A limitation of this study is the restriction to patients who consented to participate, which limited the sample size and may introduce selection bias. The study aimed to minimize selection bias by approaching all eligible patients in a sequential manner using consistent communication protocols. However, some degree of selection bias may have been introduced due to the exclusion of patients with media opacities, significant tremors, or poor cooperation, as these factors impaired the ability to obtain adequate OCTA images. These exclusions were necessary to ensure image quality for accurate analysis, but they may limit the generalizability of the findings to broader patient populations, particularly those with more advanced disease or comorbidities that affect image acquisition. Consequently, a more robust analysis with greater statistical power could be achieved by including a larger and more diverse sample size in future studies. Additionally, this study was conducted at a single center, which may limit the generalizability of the findings to other clinical settings or institutions.
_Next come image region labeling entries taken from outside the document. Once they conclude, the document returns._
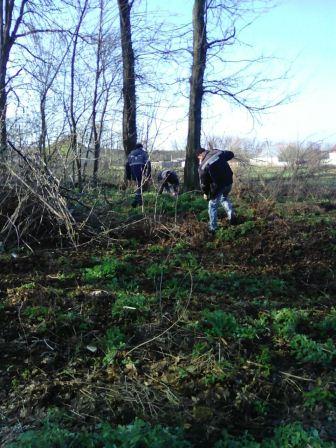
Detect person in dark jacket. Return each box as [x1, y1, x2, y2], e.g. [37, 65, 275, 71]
[196, 148, 236, 233]
[158, 170, 180, 196]
[125, 143, 151, 207]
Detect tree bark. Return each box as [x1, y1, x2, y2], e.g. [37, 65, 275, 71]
[118, 0, 137, 155]
[184, 0, 207, 190]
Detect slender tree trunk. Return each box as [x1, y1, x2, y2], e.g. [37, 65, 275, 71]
[39, 93, 48, 165]
[118, 0, 137, 155]
[0, 72, 7, 158]
[184, 0, 207, 190]
[92, 0, 104, 185]
[0, 0, 9, 157]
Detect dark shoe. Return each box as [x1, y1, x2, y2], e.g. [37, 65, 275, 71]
[228, 213, 238, 226]
[208, 228, 217, 236]
[131, 201, 142, 208]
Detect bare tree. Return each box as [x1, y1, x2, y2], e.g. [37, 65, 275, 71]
[118, 0, 137, 155]
[0, 0, 28, 154]
[184, 0, 207, 189]
[184, 0, 284, 189]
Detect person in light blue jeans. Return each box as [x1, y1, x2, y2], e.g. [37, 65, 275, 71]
[196, 148, 236, 233]
[208, 184, 234, 231]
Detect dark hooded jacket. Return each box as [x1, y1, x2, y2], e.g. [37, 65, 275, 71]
[126, 148, 151, 184]
[198, 149, 234, 199]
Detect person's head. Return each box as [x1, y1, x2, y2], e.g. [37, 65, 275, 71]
[196, 148, 206, 163]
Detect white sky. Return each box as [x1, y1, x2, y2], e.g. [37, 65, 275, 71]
[140, 0, 336, 147]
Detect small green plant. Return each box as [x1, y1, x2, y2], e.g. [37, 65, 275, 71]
[103, 327, 126, 365]
[83, 258, 119, 283]
[192, 342, 209, 358]
[214, 422, 334, 448]
[290, 334, 336, 365]
[16, 282, 36, 291]
[272, 308, 307, 339]
[112, 291, 152, 318]
[202, 309, 239, 337]
[7, 417, 191, 448]
[303, 386, 336, 411]
[22, 305, 50, 322]
[317, 308, 336, 333]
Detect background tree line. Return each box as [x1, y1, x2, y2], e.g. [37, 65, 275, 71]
[0, 0, 283, 189]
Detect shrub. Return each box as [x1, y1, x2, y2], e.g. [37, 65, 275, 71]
[8, 419, 191, 448]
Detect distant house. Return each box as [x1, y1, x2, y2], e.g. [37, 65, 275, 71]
[327, 146, 336, 165]
[250, 153, 287, 166]
[161, 159, 185, 168]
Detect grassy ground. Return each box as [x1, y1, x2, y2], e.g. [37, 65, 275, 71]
[0, 192, 336, 448]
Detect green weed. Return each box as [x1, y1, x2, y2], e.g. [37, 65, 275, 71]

In conclusion, the 125 kHz scan protocol offers significantly faster image acquisition compared to the 85 kHz protocol while maintaining equal or superior image quality, with fewer noise and vessel projection artifacts, supporting its use as a more efficient and reliable option in clinical and research settings. Notably, while the 85 kHz protocol demonstrated higher signal-to-noise ratios, subjective assessments of image quality consistently favored the 125 kHz protocol. Future studies may include investigating the comparative performance of OCTA imaging at 125 kHz and higher scan speeds, such as 250 kHz, to further evaluate the trade-offs between imaging speed and diagnostic accuracy.